Primary LanguageHTMLMIT LicenseMIT

web-scraper

Project Summary: Web Scraping Tool with GUI

Objective: The objective of this project is to develop a web scraping tool with a graphical user interface (GUI) that allows users to extract data from websites that require login and have a search functionality. The tool will automate the process of logging in, performing a search, and scraping desired data from the website. The scraped data will be stored in a SQLite database for further analysis and processing.

Key Features:

  1. GUI Interface: The tool will provide a GUI built with PyQt5, allowing users to input website URL, login credentials, search query, and CSS selectors for data extraction and navigation.

  2. Login Automation: The tool will automate the login process by filling in the login form with user-provided credentials and checking for successful login based on the presence of a specific element on the page.

  3. Search Functionality: After successful login, the tool will allow users to enter a search query and perform a search on the website. The search results will be loaded and ready for data extraction.

  4. Data Extraction: Users will provide CSS selectors to identify the desired data elements on the page. The tool will extract the specified data from the search results and store it in a raw format in an SQLite database.

  5. Pagination Handling: If the search results are paginated, the tool will automatically navigate through the pages by clicking on the "next" button until all pages are processed.

  6. Progress Tracking: The GUI will display the progress of the scraping process, including the current page being scraped, the number of items extracted, and any errors encountered.

  7. Database Storage: The scraped data will be stored in a SQLite database for persistent storage and future analysis. The database will be created and managed by the tool. Columns should be following: URL, date, div contents

  8. Error Handling: The tool will incorporate robust error handling mechanisms to gracefully handle and report errors related to login, search, data extraction, and database operations.
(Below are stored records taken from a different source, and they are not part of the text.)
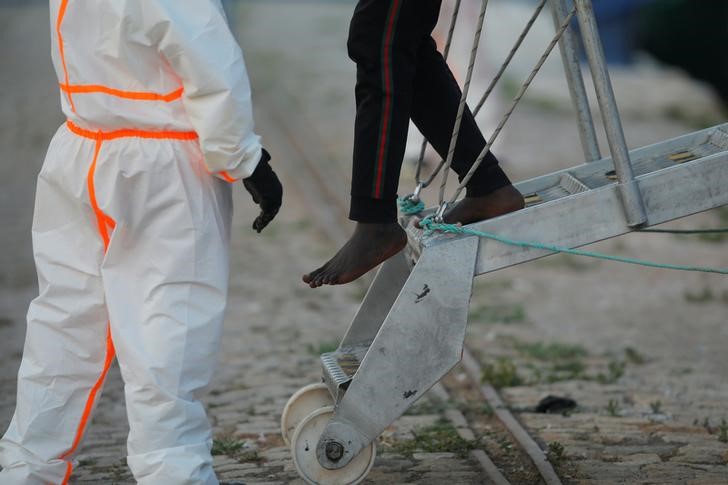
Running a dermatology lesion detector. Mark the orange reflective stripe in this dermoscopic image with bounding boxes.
[58,134,116,485]
[56,0,76,113]
[61,461,73,485]
[66,120,197,141]
[86,140,116,246]
[59,323,115,464]
[59,83,184,103]
[220,170,237,184]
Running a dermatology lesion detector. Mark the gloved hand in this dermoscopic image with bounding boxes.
[243,148,283,233]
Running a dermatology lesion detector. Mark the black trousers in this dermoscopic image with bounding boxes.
[348,0,510,222]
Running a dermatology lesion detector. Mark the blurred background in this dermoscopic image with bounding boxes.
[0,0,728,483]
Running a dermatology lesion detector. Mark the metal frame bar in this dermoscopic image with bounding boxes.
[317,237,480,470]
[407,147,728,276]
[574,0,647,227]
[549,0,602,162]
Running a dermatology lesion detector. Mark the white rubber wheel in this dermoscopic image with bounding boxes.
[281,382,334,446]
[291,406,377,485]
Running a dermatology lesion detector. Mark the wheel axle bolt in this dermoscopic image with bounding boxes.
[326,441,344,461]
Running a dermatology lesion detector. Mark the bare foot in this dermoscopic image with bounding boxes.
[303,222,407,288]
[443,185,525,225]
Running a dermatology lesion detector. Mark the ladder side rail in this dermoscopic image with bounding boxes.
[311,237,480,470]
[549,0,602,162]
[339,251,410,351]
[450,152,728,276]
[574,0,647,227]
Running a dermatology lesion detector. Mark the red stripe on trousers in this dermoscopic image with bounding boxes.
[374,0,401,198]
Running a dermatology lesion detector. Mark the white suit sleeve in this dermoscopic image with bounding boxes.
[141,0,261,182]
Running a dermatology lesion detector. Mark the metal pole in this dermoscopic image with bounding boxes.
[550,0,602,162]
[575,0,647,227]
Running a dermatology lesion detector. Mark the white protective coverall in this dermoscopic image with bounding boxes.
[0,0,261,485]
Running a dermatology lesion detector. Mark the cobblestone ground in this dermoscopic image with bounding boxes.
[0,1,728,485]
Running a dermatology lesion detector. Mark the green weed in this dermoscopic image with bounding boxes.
[481,358,523,388]
[306,340,339,357]
[718,419,728,443]
[597,360,627,384]
[546,441,566,465]
[470,304,526,323]
[212,435,262,463]
[624,347,647,365]
[607,399,621,417]
[514,342,587,361]
[391,420,475,458]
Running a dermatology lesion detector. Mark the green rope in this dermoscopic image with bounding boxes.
[637,228,728,234]
[420,216,728,275]
[397,197,425,216]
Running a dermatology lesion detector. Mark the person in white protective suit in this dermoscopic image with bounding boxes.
[0,0,282,485]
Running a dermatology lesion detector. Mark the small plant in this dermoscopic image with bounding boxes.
[481,358,523,388]
[307,340,339,357]
[390,420,476,458]
[515,342,587,361]
[624,347,647,365]
[212,436,245,456]
[607,399,621,418]
[718,419,728,443]
[470,304,526,323]
[683,287,715,303]
[597,360,626,384]
[405,395,450,416]
[703,418,713,434]
[546,441,565,465]
[212,435,263,463]
[457,401,494,416]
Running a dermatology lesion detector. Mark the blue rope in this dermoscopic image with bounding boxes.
[420,216,728,275]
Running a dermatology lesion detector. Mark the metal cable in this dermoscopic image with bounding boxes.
[473,0,547,116]
[440,7,576,206]
[415,0,462,191]
[438,0,488,206]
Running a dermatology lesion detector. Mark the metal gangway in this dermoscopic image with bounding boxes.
[281,0,728,484]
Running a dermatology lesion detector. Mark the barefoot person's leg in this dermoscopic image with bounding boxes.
[411,37,523,224]
[303,0,440,288]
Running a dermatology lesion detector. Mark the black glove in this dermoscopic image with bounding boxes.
[243,148,283,233]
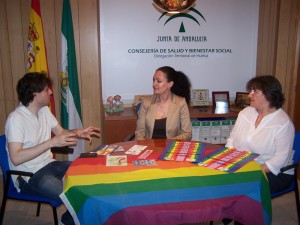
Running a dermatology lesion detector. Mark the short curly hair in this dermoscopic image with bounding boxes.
[156,66,191,104]
[246,75,285,109]
[17,72,52,106]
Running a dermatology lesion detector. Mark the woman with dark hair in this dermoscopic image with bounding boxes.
[135,66,192,140]
[223,75,295,224]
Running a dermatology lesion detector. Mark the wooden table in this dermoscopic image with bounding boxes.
[61,140,272,225]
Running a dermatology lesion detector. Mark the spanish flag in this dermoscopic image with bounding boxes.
[27,0,55,115]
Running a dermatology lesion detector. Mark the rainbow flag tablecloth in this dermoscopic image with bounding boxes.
[60,157,272,225]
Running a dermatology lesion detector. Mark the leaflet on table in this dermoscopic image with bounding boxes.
[106,155,127,166]
[198,147,259,173]
[159,141,205,162]
[90,145,120,155]
[125,145,147,155]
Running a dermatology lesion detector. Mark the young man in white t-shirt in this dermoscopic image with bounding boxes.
[5,72,100,224]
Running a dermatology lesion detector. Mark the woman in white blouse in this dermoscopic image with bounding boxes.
[226,75,295,193]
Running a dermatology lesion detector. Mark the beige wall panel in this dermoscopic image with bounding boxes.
[256,0,278,74]
[78,0,103,142]
[285,0,298,118]
[276,1,291,87]
[54,0,63,121]
[0,1,15,103]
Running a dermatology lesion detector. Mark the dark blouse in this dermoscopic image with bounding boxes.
[152,118,167,139]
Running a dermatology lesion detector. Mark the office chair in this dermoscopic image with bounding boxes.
[0,135,73,225]
[123,103,141,142]
[271,131,300,224]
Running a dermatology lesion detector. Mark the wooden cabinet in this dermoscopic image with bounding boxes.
[104,106,239,144]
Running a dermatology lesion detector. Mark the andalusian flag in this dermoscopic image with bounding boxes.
[61,0,85,160]
[27,0,55,115]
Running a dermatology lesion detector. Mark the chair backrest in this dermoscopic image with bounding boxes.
[293,131,300,163]
[0,135,9,184]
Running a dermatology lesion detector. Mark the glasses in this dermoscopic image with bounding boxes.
[249,89,260,94]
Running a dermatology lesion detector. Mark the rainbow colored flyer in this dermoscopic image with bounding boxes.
[198,147,259,173]
[159,141,205,162]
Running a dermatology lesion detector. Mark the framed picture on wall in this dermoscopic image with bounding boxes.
[234,92,250,109]
[212,91,230,107]
[192,89,209,106]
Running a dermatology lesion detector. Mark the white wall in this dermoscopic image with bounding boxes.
[100,0,259,102]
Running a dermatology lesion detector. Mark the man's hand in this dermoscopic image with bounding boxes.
[50,133,77,148]
[75,126,101,144]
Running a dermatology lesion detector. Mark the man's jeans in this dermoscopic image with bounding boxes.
[18,161,71,202]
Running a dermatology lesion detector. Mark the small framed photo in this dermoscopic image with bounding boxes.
[234,92,250,109]
[212,91,230,107]
[133,94,150,106]
[192,89,209,106]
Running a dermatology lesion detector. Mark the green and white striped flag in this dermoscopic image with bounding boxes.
[61,0,85,160]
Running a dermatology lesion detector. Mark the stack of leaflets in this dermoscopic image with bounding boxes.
[91,145,120,155]
[160,141,205,162]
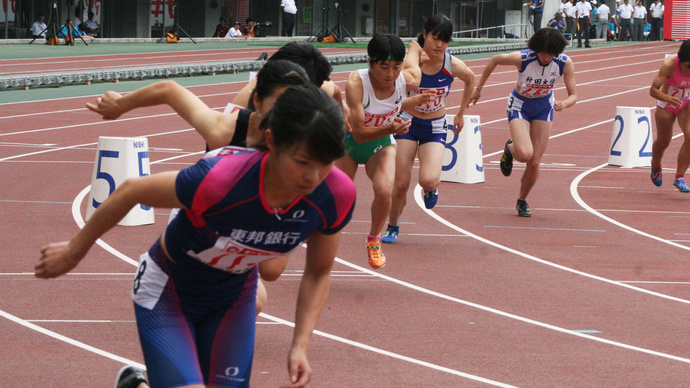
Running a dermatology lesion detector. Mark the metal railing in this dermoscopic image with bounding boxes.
[453,24,532,39]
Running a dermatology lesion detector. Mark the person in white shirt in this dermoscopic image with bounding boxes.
[225,22,243,39]
[649,0,664,40]
[575,0,592,48]
[280,0,297,36]
[618,0,633,40]
[563,0,576,35]
[597,0,611,40]
[31,12,48,39]
[633,0,647,41]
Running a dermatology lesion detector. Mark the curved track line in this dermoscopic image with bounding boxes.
[414,183,690,308]
[570,160,690,252]
[0,304,146,370]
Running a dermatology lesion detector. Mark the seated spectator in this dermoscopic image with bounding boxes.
[546,12,563,32]
[244,18,259,38]
[213,16,230,38]
[78,11,101,38]
[31,12,48,39]
[58,19,96,42]
[225,22,244,38]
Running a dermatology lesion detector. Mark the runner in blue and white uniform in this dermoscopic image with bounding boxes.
[336,34,422,269]
[35,85,355,387]
[381,14,474,243]
[471,27,577,217]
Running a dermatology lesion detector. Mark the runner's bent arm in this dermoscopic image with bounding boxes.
[345,71,410,143]
[553,58,577,111]
[288,232,341,387]
[34,171,184,278]
[86,81,237,149]
[649,57,681,108]
[470,51,522,104]
[451,57,475,135]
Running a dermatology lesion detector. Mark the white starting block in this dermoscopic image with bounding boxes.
[441,115,484,183]
[86,136,154,226]
[609,106,654,168]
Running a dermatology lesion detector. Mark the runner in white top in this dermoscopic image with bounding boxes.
[471,28,577,217]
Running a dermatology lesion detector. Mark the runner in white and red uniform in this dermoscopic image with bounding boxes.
[649,39,690,193]
[336,34,422,269]
[381,14,475,244]
[35,85,355,387]
[472,27,577,217]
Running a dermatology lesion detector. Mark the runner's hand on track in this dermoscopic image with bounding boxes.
[281,347,312,388]
[86,92,124,120]
[391,117,412,135]
[34,241,83,279]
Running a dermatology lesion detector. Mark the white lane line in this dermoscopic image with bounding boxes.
[260,313,513,387]
[406,184,690,364]
[570,162,690,251]
[0,310,146,370]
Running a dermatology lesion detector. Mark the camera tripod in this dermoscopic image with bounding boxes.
[307,0,331,42]
[158,0,196,44]
[29,0,89,46]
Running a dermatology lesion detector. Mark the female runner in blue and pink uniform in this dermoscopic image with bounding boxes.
[471,27,577,217]
[649,39,690,193]
[35,86,355,387]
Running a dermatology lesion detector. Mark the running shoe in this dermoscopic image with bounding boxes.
[515,199,532,217]
[367,239,386,269]
[652,167,662,187]
[673,177,690,193]
[115,365,146,388]
[501,139,513,176]
[424,189,438,209]
[381,225,400,244]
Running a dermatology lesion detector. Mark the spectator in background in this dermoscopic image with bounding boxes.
[649,0,664,40]
[244,18,259,38]
[596,0,611,40]
[626,0,647,41]
[524,0,544,32]
[213,16,230,38]
[82,11,101,38]
[225,22,244,39]
[546,12,563,32]
[575,0,588,48]
[280,0,297,36]
[31,12,48,39]
[618,0,633,40]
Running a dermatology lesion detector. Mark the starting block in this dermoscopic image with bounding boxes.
[86,136,154,226]
[441,115,484,183]
[609,106,654,168]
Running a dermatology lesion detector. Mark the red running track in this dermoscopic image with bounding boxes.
[0,42,690,387]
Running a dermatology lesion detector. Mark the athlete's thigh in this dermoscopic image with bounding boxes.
[395,139,417,183]
[672,104,690,141]
[530,120,553,161]
[510,119,533,154]
[419,141,446,182]
[364,145,396,192]
[335,155,359,180]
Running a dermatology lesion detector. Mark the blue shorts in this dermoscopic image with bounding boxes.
[507,89,556,122]
[395,112,448,145]
[132,240,258,387]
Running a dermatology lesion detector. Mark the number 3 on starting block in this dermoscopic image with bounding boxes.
[441,115,484,183]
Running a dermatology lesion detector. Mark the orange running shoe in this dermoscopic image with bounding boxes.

  9. Logging: Detailed logging will be implemented to capture important events, errors, and debug information during the scraping process. Logs will be stored in a file for later review and troubleshooting.

  10. Configuration Management: The tool will store user-provided settings such as website URL, login credentials, and CSS selectors in a configuration file. These settings will be loaded automatically when the tool is launched, allowing users to quickly resume their scraping tasks.

  11. Multithreading: The scraping process will be executed in a separate thread to ensure a responsive GUI and prevent blocking of user interactions.

  12. Modularity and Reusability: The codebase will be organized into modular components, separating the GUI, scraping, database, and utility functions. This modular architecture will enhance code reusability and maintainability.

Technologies and Libraries:

  • Python: The primary programming language for the project.
  • PyQt5: The library used for building the GUI.
  • Selenium: A web automation library used for interacting with web pages, handling login, and performing search.
  • BeautifulSoup: A library for parsing HTML and extracting desired data from web pages.
  • SQLite: A lightweight and embedded database engine for storing scraped data.
  • Requests: A library for making HTTP requests to web pages.
  • ChromeDriver: A web driver used by Selenium to automate Google Chrome browser.

Project Structure: The project will be organized into the following files and directories:

  • main.py: The entry point of the application, responsible for creating the GUI and starting the application.
  • main_window.py: Defines the main window of the GUI and handles user interactions.
  • scraper.py: Defines the core scraping functionality, including login, search, and data extraction.
  • database.py: Defines the database operations for storing scraped data.
  • config.py: Handles configuration management for storing and loading user settings.
  • logger.py: Implements logging functionality for capturing important events and errors.
  • config.ini: A configuration file for storing user-provided settings.
  • requirements.txt: A file listing the project dependencies.
  • README.md: A readme file providing an overview of the project and installation instructions.